僕はとても芸術が好きです。ひとつしか選べないのであれば音楽を選ぶ人間ですが、絵画も好きで、ひとりで美術館に行ったりもします。鑑賞するのが好きなだけでなく、何も考えずにただひたすらギターを弾いたり、パソコン上や紙上に落書きをすることも好きです。正直、僕にもしも類い稀なる音楽や絵画の才能があれば、僕は迷うことなくその道を志していたでしょう。しかし、そんなものは残念ながら僕には備わっておりませんでした。そこで、僕には研究なのです。研究というものは芸術の一つですが、音楽や絵画に比べて努力で挽回できる側面が強くあります。多少努力すれば誰でも平等に、研究の最先端を見ることができますし、先の先まで来てしまえば、あとは見渡す限り漆黒の闇が広がるだけなので、その闇から何を感じ、そこで何をどう表現しようと、とりあえずは赦されてしまうものなのです。その時表現した産物が、闇に光を照らすのか、やはり闇でしかなかったのかは、時を経て他者によって判断されるでしょう。
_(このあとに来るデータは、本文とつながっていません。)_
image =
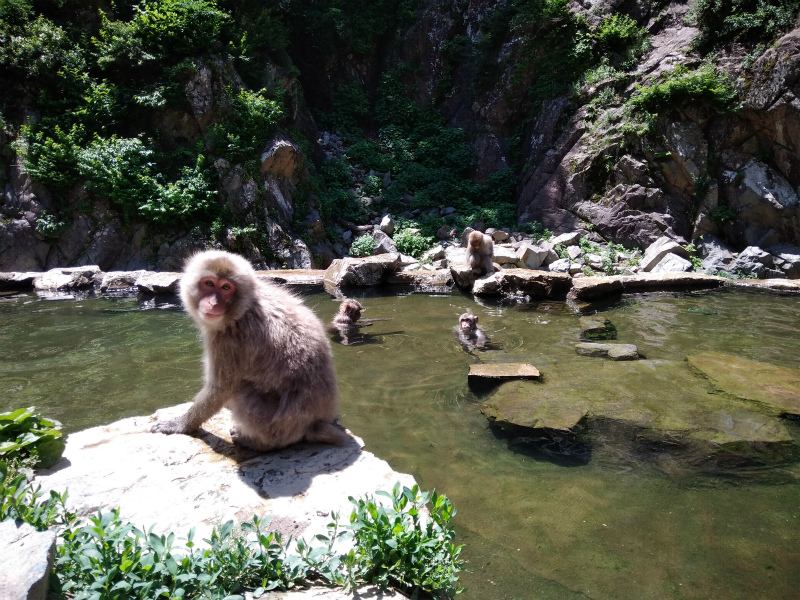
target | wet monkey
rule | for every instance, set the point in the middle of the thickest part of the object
(265, 356)
(469, 333)
(480, 249)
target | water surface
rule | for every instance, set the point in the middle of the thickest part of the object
(534, 526)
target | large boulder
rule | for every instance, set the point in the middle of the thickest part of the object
(368, 271)
(176, 482)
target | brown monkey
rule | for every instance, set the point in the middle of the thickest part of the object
(480, 249)
(345, 323)
(265, 355)
(469, 334)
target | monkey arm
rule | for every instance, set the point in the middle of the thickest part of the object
(208, 401)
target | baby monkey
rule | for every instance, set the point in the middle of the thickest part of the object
(470, 334)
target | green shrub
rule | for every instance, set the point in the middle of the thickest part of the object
(363, 246)
(159, 30)
(412, 243)
(24, 433)
(744, 21)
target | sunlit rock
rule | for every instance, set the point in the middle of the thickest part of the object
(612, 351)
(177, 482)
(27, 559)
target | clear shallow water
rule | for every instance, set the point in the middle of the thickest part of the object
(619, 526)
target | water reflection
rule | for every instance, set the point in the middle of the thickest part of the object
(638, 519)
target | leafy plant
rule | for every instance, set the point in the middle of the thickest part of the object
(412, 242)
(25, 433)
(363, 246)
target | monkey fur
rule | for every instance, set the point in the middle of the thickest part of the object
(480, 249)
(265, 356)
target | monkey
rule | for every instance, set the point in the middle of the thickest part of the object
(480, 249)
(345, 323)
(469, 334)
(265, 356)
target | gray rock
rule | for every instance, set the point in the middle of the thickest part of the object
(384, 243)
(561, 265)
(68, 278)
(716, 255)
(672, 263)
(532, 257)
(567, 239)
(27, 559)
(752, 261)
(787, 259)
(612, 351)
(658, 250)
(368, 271)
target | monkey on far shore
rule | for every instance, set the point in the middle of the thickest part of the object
(470, 334)
(480, 249)
(265, 356)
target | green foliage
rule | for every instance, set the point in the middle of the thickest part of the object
(412, 242)
(248, 125)
(108, 558)
(681, 86)
(363, 246)
(49, 227)
(743, 21)
(25, 433)
(159, 30)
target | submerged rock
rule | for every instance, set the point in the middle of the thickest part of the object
(597, 327)
(620, 410)
(612, 351)
(777, 387)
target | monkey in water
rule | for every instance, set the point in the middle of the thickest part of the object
(265, 356)
(346, 325)
(480, 249)
(470, 334)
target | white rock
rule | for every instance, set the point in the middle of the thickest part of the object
(177, 482)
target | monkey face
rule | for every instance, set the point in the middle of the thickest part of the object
(215, 295)
(468, 322)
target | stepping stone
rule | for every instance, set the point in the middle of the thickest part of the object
(612, 351)
(497, 372)
(595, 328)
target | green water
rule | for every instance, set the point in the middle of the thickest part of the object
(533, 526)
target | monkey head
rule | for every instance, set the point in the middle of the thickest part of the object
(468, 322)
(217, 288)
(475, 239)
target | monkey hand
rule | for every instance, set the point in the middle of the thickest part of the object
(168, 427)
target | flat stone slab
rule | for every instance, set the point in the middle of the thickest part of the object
(294, 276)
(597, 327)
(652, 405)
(612, 351)
(177, 482)
(778, 387)
(502, 371)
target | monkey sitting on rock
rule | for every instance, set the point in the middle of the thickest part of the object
(265, 356)
(480, 250)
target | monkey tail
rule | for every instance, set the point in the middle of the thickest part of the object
(326, 433)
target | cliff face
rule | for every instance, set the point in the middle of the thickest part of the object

「研究は過去の知見を基に進むんだから、何を言っても良いわけではないだろう」という批判もあると思います。その通りです。しかしこれは、研究に限ったことではありません。音楽にも絵画にも歴史があり、先人の偉大な芸術家はその時代の移り変わりの中で作品を残しています。つまり、芸術は全て過去の知見に影響を受けていて、連続的であり、決して個々の作品が断片的で互いに素な関係ではないのです。ただ研究の進む速度が他の芸術に比べて異常に速いために、過去から現在までの変化量が大きいので、過去の知見が他の芸術とは比べものにならないくらい大きく感じてしまうのです。

しかし、ある程度は努力で賄われる芸術である研究ですが、どうしても一定量の才能が必要なことも事実です。僕はある程度の努力はしてきたつもりですが、他の人にもたくさん助けられたおかげで、結果として、すばらしい才能を有した研究者がたくさんいる今の環境に身を置いています。僕は研究を行うことが好きではありますが、おそらくこの人達のようなすばらしい研究者にはなれないでしょう。しかし、すばらしい研究者がいたことや、すばらしい研究が行える環境がそこにはあったことを伝えることはできます。僕は今回の経験や、今までの日本での経験を活かして、いつかは日本で自分の次世代の研究者を育て、彼/彼女が立派な研究を行う姿を見届けたいと、考えています。芸術家に自らがなるのではなく、芸術家を生み出す人間になりたいのです。自分で生み出せる芸術には限りがあるけれども、次世代の芸術家をたくさん生み出すことができるのであれば、そこからは自分一人では到底到達することのできないくらい多彩な芸術が広がるでしょう。そんな多彩な芸術が開く光景を、最も近くで見届けたいのです。芸術が人間から生まれる過程をすべて見届けることができ、しかも何度もそれを見届けるチャンスがあるという点は、研究の他の芸術にはないすばらしい点だと僕は感じます。

そんな理由で今の僕は、アカデミックの研究者になりたいと考えています。もちろん自分の研究で手を抜くつもりは全くないのですが(こんなことを書いていますが、負けず嫌いなので、すばらしい研究者になることを完全に諦めきっているわけではない 笑)、40年くらい経ってから、自分より自分の教え子が大活躍していることを、僕は今から楽しみにしています。


・・・やはり日本語の表現技術を磨いた方が良いですね 笑 これは伝わる文章なのだろうか。。読みにくい文章で失礼致しました。それでは最後まで読んで頂き、ありがとうございました!